Stasiun TV Korsel SBS Bakal Masuk ke MD Entertainment (FILM) Lewat Rights Issue

Agustiyanti
1 Juli 2025, 10:04
MD entertainment, manoj punjabi, sbs, rights issue
Instagram/manojpunjabimd
Stastiun TV asal Korsel, SBS akan menjadi investor strategis PT MD Entertainment Tbk (FILM) milik Manoj Punjabi.
Button AI SummarizeMembuat ringkasan dengan AI

PT MD Entertainment Tbk (FILM) bakal menggelar Penambahan Modal dengan Hak Memesan Efek Terlebih Dahulu (PMHMETD) atau rights issue dengan target dana mencapai Rp 791,8 miliar. Melalui aksi korporasi ini, Stasiun televisi asal Korea Selatan, SBS Co., Ltd akan masuk menjadi salah satu investor strategis. 

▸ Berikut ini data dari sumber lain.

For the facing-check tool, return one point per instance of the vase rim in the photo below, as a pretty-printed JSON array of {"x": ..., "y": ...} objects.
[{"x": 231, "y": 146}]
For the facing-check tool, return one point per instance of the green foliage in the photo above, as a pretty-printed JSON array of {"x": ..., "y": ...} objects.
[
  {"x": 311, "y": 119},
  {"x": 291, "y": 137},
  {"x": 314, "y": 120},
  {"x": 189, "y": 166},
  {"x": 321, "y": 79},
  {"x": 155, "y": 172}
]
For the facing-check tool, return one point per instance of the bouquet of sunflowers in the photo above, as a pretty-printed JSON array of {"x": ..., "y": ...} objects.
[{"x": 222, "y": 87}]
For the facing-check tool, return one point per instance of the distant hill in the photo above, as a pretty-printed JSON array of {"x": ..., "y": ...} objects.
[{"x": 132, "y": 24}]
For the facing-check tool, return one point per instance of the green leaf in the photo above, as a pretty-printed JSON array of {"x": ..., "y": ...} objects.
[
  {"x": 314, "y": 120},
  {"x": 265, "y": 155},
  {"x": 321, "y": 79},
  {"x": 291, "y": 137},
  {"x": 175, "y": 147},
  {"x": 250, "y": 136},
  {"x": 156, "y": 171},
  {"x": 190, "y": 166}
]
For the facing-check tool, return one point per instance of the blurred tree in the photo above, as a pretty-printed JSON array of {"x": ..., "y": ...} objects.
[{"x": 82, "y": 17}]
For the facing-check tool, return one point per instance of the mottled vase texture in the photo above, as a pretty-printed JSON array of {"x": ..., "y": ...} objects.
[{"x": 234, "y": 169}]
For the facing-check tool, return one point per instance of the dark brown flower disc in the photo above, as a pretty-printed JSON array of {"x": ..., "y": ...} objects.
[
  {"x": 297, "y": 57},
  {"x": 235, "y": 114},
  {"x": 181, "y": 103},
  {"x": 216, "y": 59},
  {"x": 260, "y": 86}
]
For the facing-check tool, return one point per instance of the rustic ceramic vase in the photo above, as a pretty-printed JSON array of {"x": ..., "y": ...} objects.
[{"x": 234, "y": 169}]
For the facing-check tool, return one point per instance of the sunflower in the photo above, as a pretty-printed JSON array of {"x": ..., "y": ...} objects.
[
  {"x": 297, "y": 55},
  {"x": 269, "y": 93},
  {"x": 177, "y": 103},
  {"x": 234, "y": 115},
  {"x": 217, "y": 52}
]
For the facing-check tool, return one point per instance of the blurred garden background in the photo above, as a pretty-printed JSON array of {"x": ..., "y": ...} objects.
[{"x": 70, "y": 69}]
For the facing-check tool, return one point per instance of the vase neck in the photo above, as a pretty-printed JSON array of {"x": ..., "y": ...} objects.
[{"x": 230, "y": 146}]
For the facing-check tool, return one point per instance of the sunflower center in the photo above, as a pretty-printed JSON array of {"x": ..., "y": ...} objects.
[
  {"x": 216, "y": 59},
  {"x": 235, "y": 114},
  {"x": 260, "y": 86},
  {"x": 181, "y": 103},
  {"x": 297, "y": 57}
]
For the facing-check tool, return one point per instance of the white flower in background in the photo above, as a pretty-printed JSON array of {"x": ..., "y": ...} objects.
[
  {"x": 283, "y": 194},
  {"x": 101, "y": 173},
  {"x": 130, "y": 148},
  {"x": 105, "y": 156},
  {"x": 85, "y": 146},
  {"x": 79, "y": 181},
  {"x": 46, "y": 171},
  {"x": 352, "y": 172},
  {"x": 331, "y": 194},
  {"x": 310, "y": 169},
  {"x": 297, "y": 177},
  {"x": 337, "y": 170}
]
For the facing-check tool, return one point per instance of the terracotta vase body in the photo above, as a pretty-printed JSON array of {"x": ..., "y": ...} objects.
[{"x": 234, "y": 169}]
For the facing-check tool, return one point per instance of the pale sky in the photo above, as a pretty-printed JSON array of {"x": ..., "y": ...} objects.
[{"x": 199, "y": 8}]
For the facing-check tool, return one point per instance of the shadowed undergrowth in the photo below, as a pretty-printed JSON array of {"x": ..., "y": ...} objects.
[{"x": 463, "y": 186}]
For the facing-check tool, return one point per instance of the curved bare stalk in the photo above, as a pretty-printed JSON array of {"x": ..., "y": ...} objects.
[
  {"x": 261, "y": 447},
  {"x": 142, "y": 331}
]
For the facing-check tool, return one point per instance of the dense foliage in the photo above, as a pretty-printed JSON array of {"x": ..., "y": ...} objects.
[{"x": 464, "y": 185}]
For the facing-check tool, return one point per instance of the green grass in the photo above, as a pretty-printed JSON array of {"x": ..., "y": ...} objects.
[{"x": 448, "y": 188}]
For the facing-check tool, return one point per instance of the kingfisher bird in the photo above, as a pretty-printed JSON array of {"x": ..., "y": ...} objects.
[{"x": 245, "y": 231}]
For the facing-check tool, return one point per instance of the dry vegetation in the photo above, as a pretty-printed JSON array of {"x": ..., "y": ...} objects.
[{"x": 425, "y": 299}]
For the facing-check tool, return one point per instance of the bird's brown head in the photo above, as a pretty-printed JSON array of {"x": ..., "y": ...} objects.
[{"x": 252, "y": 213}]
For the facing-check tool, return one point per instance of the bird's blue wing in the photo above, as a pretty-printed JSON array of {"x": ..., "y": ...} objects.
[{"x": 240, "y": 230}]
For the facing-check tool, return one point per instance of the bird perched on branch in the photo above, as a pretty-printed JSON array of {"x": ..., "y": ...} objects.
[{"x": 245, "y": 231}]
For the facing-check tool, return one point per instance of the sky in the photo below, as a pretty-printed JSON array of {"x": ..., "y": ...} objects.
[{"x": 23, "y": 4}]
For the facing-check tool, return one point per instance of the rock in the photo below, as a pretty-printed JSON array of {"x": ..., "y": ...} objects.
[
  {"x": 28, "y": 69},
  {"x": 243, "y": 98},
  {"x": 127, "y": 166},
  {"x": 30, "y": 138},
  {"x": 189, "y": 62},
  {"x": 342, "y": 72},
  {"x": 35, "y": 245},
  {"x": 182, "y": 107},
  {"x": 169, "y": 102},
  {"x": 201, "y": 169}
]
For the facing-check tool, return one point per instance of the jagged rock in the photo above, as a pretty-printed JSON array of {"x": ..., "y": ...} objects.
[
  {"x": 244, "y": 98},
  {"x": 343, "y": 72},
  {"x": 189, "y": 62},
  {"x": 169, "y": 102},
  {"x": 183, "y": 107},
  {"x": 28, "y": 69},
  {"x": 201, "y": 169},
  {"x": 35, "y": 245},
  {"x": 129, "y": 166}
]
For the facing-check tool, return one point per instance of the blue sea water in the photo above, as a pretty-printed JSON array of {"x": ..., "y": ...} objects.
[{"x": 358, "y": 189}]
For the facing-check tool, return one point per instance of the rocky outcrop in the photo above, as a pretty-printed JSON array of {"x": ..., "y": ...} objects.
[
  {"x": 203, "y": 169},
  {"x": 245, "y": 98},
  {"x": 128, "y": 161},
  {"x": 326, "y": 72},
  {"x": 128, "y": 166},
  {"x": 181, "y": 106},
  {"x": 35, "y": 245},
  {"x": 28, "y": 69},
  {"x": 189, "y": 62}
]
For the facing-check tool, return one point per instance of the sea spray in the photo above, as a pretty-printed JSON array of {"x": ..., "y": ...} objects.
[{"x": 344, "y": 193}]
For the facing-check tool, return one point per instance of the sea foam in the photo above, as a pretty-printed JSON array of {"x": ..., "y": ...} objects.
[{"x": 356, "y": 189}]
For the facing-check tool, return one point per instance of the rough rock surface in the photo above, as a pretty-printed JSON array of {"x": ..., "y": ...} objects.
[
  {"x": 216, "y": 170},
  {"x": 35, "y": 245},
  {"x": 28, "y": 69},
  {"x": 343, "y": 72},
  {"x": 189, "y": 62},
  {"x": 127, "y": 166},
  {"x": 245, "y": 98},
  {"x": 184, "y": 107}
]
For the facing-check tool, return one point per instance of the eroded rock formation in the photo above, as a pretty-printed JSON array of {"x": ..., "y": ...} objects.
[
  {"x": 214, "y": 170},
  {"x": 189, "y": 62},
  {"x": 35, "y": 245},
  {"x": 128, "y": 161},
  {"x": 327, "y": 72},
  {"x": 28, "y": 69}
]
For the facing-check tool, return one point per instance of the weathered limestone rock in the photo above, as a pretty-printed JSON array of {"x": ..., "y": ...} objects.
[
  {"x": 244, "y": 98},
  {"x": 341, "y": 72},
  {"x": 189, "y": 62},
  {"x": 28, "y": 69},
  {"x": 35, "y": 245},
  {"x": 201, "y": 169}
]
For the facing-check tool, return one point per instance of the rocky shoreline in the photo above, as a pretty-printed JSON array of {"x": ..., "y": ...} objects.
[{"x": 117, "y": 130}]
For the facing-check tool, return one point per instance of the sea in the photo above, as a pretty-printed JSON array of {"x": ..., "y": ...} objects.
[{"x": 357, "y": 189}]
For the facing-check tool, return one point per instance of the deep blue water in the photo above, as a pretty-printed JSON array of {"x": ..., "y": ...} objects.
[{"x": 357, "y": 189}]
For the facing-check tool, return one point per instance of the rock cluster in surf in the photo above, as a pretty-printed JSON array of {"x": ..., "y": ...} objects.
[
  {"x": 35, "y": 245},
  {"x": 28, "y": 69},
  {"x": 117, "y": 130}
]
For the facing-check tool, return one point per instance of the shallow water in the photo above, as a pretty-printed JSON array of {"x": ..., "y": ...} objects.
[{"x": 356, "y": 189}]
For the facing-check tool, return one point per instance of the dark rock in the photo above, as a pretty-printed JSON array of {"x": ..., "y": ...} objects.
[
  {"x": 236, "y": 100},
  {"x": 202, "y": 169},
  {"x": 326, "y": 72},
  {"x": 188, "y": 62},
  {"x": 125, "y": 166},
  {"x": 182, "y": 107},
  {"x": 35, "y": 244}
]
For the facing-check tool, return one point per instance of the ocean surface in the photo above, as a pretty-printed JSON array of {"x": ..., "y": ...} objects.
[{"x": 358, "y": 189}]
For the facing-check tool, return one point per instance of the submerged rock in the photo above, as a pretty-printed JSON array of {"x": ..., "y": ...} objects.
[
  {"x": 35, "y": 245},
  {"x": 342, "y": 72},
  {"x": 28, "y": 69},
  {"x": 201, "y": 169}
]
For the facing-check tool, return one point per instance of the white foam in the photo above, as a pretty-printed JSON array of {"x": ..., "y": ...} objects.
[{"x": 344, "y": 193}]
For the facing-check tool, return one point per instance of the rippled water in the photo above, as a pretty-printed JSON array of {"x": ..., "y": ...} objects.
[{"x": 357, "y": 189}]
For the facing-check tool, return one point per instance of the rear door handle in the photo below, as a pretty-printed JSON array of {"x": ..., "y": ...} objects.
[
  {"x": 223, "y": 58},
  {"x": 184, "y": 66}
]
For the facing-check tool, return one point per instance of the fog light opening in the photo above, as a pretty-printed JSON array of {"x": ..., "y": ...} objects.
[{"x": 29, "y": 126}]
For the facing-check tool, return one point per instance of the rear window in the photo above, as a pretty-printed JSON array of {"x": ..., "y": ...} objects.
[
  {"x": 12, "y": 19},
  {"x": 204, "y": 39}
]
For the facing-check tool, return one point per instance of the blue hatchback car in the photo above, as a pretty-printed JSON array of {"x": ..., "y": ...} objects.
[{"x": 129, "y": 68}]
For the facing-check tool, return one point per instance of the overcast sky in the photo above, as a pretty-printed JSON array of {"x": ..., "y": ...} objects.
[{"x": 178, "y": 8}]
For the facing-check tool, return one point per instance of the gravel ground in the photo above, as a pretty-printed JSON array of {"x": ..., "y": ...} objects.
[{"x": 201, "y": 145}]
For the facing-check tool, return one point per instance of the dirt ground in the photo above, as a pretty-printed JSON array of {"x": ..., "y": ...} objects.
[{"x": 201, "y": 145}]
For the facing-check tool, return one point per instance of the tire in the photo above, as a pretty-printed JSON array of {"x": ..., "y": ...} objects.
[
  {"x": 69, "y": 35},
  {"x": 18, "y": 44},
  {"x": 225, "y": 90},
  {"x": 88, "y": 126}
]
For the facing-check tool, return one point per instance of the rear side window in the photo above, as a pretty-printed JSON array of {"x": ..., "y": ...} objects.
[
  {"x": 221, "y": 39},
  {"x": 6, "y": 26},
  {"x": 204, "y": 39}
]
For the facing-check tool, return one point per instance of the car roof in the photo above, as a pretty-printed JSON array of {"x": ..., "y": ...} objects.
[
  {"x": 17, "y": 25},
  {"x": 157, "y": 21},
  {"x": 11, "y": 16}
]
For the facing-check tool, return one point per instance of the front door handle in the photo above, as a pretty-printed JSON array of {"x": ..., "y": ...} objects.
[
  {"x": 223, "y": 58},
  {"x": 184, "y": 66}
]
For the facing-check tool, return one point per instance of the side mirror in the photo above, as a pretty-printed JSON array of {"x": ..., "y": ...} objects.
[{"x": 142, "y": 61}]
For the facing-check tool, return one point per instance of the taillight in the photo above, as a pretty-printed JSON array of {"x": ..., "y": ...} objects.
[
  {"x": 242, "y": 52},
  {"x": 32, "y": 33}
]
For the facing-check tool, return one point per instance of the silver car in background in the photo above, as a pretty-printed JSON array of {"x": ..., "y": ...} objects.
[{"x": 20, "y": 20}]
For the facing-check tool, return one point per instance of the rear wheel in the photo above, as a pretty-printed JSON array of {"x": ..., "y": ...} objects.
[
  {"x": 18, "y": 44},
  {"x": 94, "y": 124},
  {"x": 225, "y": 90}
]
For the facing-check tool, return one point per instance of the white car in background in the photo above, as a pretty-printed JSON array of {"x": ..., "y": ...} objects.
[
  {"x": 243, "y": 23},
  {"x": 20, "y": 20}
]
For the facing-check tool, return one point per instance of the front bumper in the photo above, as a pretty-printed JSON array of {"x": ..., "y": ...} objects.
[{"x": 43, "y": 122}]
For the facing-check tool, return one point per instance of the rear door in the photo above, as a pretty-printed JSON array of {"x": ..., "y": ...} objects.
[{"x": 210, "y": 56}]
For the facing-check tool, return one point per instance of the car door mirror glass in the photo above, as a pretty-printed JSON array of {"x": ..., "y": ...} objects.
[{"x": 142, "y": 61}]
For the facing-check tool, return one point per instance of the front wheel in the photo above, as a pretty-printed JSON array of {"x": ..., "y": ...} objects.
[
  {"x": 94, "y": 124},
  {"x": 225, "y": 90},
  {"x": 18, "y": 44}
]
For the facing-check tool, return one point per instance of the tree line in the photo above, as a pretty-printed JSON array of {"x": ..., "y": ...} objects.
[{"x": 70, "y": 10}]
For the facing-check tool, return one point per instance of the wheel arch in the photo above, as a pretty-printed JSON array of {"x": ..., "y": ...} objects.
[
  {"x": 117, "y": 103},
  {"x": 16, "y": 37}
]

Berdasarkan prospektus yang dipublikasikan perseroan di Bursa Efek Indonesia, MD Entertainment akan menawarkan 898,78 juta saham atau setara 9,09% dari modal ditempatkan dan disetor penuh setelah rights issue. Setiap pemegang saham yang memiliki 10 lembar saham lama yang terdaftar pada 8 Juli 2025 pukul 16.00 WIB berhak mempunyai satu saham baru. 

Adapun harga pelaksanaan ditetapkan Rp 800 per saham sehingga dana yang akan diperoleh FILM melalui aksi korporasi ini mencapai Rp 791,8 miliar. 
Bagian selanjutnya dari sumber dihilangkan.